Quedarse una noche cambia la experiencia. Casona Los Cedros, hotel boutique ubicado en Espita, integra habitaciones, piscina, terraza y jardines tropicales con una arquitectura contemporánea que respeta materiales locales. Su restaurante, Casona, está encabezado por el chef Jorge Ildefonso y trabaja con productos de temporada procedentes de productores locales y del propio huerto del hotel.

El restaurante Casona lleva a la mesa sabores de Yucatán con ingredientes regionales, productos de temporada y una mirada contemporánea.
La mesa ofrece otra lectura del oriente yucateco. El restaurante incorpora ingredientes de distintas zonas de la región: ahumados asociados con Temozón, quesos y lácteos de Sucilá, pesca de San Felipe y productos vinculados con Tizimín y Espita. La intención es que el menú dialogue con el territorio y con recetas compartidas por habitantes de la zona.
En el pueblo sobreviven preparaciones como Xupik, Kots’ob, pollo en adobo y mondongo a la Cornelia. El Xupik, también identificado como xpak’ ik, es un adobo de pollo en chile; mientras que el Kots’ob es un tamal de masa con pepita, ibes y otros ingredientes, envuelto en hoja de xmakulán. Son recetas que mantienen viva una parte de la cocina local.

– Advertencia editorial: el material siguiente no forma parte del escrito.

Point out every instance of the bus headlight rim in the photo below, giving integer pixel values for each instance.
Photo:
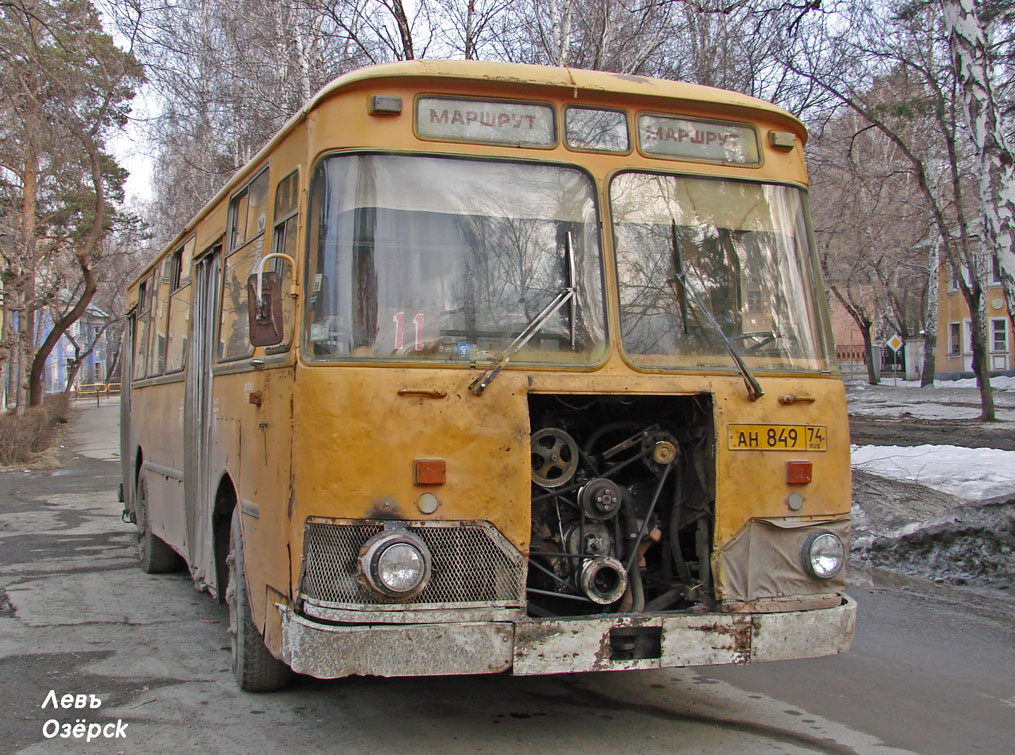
(823, 554)
(396, 565)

¿Qué viene para el Pueblo Mágico?
El siguiente paso está en hacer más visible esa oferta. La Dirección de Turismo trabaja en el proyecto de un corredor gastronómico y en un espacio para artesanos, iniciativas que buscan integrar a cocineras, productores y creadores locales al recorrido del visitante. La entrevista no precisa todavía inversión, ubicación definitiva ni fecha de apertura, por lo que ambos proyectos continúan en desarrollo.

El letrero de Espita recibe a los viajeros en uno de los Pueblos Mágicos con mayor identidad del oriente yucateco.

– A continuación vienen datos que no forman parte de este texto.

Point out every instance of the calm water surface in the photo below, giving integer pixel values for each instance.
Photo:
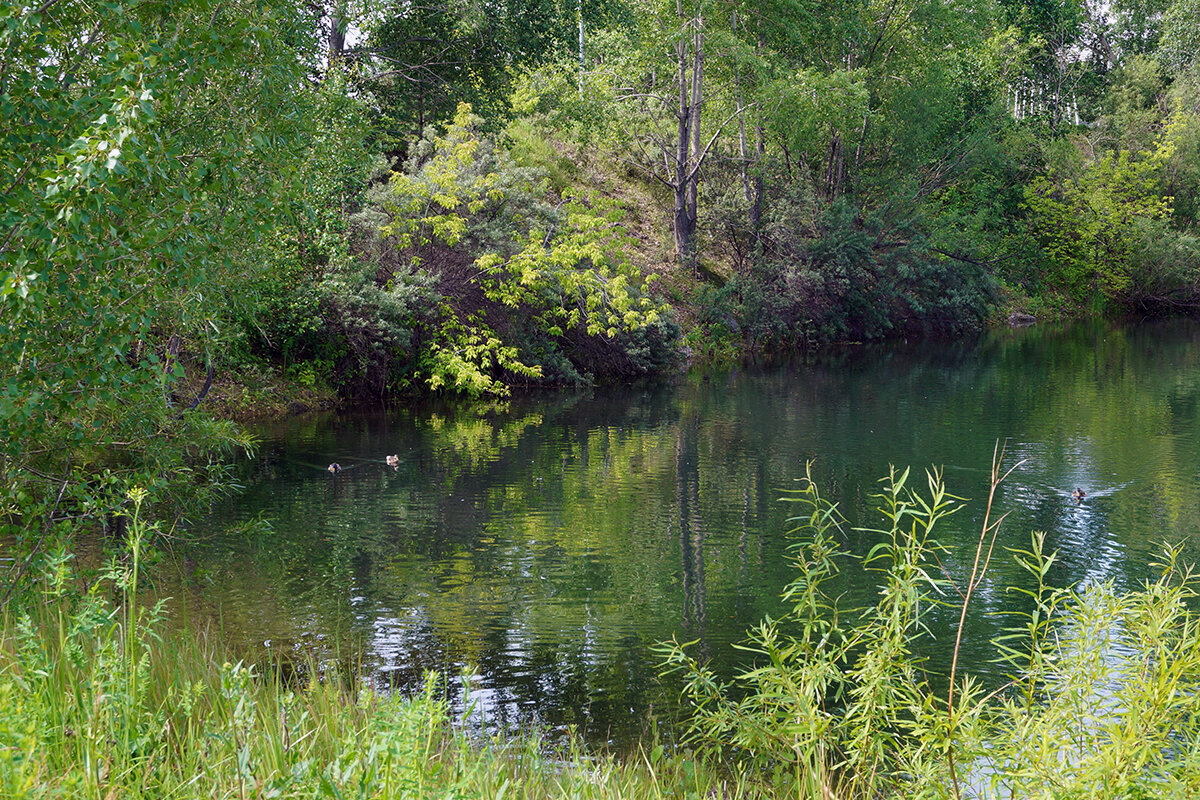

A la gastronomía y la apicultura se suman grutas, cenotes y recorridos de naturaleza. Moo Contreras menciona una experiencia donde un biólogo acompaña al visitante entre árboles nativos hasta una gruta con un cuerpo de agua habitado por peces ciegos adaptados a la oscuridad. Otra propuesta combina cenote, baño de barro, paseo a caballo y visita a una hacienda.
El centro histórico completa el recorrido con la Casa de la Cultura, el Palacio Municipal, el mercado y la iglesia alrededor del parque principal. Esa concentración de atractivos permite caminar el corazón de Espita antes de enlazarlo con experiencias fuera de la cabecera.
Espita tiene así una ventaja para quien busca viajar sin acumular paradas: las experiencias pueden hilarse. Dormir en una casona, desayunar con productos locales, visitar un apiario, catar hidromiel, recorrer el centro histórico y probar recetas tradicionales convierte al Pueblo Mágico en una estancia y no sólo en una fotografía de paso.
Cinco actividades en Espita
- Conocer la herbolaria tradicional: Visitar espacios dedicados a plantas medicinales y saberes mayas, donde se explican usos tradicionales de especies cultivadas en milpas y jardines locales.
- Tomar un temazcal y masaje: En Jardines de Xel, a unos minutos de Espita, se ofrecen experiencias de temazcal, masajes y alimentación elaborada con productos provenientes de la milpa.
- Participar en un taller de cocina de humo: Herencia de Melchor desarrolla talleres culinarios vinculados con técnicas tradicionales y trabaja junto con mayoras que preservan conocimientos de la cocina regional.
- Subir a la torre de la iglesia: Algunos recorridos guiados por el centro histórico permiten conocer la historia de sus edificios y subir hasta la torre para observar la campana y el entorno urbano.
- Descubrir una antigua casona con túneles: El recorrido arquitectónico puede concluir en una casona histórica que conserva diferentes espacios y túneles, una forma distinta de acercarse al pasado de Espita.